La jeune veuve l.a
Recueil : I, parution en 1668.
Livre : VI.
Fable : 21, composée de 48 vers.
La perte d’un époux ne va point sans soupirs ; On fait beaucoup de bruit ; et puis on se console : Sur les ailes du Temps la tristesse s’envole, Le Temps ramène les plaisirs.
5 Entre la Veuve d’une année Et la Veuve d’une journée La différence est grande ; on ne croirait jamais Que ce fût la même personne : L’une fait fuir les gens, et l’autre a mille attraits.
10 Aux soupirs vrais ou faux celle-là s’abandonne C’est toujours même note et pareil entretien ; On dit qu’on est inconsolable ; On le dit, mais il n’en est rien, Comme on verra par cette fable,
15 Ou plutôt par la vérité.
L’époux d’une jeune beauté Partait pour l’autre monde. À ses côtés, sa femme Lui criait : « Attends-moi, je te suis ; et mon âme, Aussi bien que la tienne, est prête à s’envoler. »
20 Le mari fait seul le voyage. La belle avait un père, homme prudent et sage ; Il laissa le torrent couler. À la fin, pour la consoler : « Ma fille, lui dit-il, c’est trop versé de larmes :
25 Qu’a besoin le défunt que vous noyiez vos charmes ? Puisqu’il est des vivants, ne songez plus aux morts.
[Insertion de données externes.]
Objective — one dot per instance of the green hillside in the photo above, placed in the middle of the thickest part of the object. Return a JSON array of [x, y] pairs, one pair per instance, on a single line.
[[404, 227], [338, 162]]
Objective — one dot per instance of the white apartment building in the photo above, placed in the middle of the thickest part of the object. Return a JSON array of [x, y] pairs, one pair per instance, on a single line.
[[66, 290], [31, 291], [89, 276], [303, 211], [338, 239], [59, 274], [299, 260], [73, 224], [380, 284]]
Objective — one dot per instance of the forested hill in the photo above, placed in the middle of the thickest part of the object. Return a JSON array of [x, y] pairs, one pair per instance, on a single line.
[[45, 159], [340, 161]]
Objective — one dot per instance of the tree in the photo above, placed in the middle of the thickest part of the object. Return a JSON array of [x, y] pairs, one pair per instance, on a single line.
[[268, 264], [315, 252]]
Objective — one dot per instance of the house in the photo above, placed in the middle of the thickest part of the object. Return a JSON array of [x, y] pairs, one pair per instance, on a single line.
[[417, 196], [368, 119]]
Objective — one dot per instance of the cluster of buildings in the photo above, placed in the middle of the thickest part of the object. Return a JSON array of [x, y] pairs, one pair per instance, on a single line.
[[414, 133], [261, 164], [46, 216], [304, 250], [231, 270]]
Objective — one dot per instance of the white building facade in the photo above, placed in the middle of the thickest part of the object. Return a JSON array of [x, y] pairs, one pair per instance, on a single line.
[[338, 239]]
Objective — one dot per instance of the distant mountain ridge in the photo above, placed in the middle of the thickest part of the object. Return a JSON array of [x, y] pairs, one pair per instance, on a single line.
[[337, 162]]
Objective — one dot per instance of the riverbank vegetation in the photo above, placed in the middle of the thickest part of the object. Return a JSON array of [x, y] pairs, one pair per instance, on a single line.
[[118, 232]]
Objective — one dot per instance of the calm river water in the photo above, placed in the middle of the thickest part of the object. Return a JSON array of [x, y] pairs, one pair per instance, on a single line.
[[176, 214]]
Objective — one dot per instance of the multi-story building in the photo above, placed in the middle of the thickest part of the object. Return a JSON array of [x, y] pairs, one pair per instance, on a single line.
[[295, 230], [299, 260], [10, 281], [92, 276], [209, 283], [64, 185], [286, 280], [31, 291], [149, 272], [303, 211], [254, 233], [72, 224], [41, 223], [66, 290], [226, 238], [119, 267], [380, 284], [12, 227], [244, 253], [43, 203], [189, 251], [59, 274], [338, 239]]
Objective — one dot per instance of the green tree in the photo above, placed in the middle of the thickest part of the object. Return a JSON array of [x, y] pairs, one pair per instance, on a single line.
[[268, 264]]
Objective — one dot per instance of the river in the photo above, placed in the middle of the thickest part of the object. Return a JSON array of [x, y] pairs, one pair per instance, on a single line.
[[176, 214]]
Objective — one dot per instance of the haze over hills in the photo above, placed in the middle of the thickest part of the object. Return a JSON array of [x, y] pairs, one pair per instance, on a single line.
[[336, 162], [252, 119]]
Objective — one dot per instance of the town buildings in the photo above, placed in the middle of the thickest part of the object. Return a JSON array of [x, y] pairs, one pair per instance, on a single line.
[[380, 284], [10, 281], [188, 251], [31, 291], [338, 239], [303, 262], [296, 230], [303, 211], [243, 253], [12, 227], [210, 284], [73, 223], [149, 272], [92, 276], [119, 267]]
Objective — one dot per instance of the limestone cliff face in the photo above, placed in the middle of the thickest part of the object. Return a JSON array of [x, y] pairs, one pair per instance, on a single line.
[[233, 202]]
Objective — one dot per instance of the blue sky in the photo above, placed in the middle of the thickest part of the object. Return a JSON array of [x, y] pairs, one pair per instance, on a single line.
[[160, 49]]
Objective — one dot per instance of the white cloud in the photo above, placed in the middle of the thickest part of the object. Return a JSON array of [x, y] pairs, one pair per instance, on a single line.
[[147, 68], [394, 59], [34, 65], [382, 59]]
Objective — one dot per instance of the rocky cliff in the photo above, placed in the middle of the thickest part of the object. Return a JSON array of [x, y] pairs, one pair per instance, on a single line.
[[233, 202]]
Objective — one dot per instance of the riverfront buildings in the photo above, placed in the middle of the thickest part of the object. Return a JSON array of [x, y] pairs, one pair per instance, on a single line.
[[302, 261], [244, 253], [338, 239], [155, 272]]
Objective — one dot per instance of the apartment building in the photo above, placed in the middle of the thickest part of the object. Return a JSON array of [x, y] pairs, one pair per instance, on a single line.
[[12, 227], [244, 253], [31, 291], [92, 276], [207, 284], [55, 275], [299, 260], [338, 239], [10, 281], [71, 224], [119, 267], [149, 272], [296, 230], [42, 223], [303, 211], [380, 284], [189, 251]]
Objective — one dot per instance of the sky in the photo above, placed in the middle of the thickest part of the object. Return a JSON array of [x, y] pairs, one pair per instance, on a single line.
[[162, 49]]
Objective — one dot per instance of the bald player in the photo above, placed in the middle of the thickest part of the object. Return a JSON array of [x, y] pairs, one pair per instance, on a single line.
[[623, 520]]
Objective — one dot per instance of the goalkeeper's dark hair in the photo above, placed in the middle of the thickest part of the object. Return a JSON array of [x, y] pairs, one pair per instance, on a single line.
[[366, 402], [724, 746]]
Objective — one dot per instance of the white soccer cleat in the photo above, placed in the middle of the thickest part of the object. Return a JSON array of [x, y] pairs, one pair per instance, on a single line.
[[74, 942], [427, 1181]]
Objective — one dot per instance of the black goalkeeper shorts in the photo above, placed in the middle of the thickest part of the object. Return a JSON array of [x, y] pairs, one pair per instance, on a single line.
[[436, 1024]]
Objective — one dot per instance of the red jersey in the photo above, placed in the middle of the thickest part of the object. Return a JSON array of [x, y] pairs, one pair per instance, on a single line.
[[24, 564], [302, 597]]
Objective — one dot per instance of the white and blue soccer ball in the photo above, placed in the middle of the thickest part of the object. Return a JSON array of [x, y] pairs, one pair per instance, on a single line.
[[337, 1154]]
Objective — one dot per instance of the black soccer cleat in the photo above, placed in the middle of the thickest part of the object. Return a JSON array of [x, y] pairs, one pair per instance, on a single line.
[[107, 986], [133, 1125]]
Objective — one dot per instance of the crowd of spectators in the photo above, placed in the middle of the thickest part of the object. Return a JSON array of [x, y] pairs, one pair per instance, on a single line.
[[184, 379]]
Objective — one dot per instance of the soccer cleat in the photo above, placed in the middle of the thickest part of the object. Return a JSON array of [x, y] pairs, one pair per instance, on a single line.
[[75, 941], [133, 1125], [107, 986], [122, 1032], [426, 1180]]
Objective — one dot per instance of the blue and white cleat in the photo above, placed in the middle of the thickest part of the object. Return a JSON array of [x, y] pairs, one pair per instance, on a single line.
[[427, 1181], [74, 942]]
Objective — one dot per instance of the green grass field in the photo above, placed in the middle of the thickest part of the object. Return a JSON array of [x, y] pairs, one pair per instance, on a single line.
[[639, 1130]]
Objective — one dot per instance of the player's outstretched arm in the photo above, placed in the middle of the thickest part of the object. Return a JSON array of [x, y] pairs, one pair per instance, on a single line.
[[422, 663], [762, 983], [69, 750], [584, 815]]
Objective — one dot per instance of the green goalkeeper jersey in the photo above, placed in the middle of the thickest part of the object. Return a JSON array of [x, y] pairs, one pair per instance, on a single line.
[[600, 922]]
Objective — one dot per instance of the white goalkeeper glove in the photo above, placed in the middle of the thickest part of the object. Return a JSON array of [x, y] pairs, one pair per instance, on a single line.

Je ne dis pas que tout à l’heure Une condition meilleure Change en des noces ces transports (1);
30 Mais, après certain temps, souffrez qu’on vous propose Un époux beau, bien fait, jeune, et tout autre chose Que le défunt. – Ah ! dit-elle aussitôt, Un cloître est l’époux qu’il me faut. » Le père lui laissa digérer sa disgrâce.
35 Un mois de la sorte se passe ; L’autre mois, on l’emploie à changer tous les jours Quelque chose à l’habit, au linge, à la coiffure : Le deuil (2) enfin sert de parure, En attendant d’autres atours ;
40 Toute la bande des Amours Revient au colombier ; les jeux, les ris (3), la danse, Ont aussi leur tour à la fin : On se plonge soir et matin Dans la fontaine de Jouvence.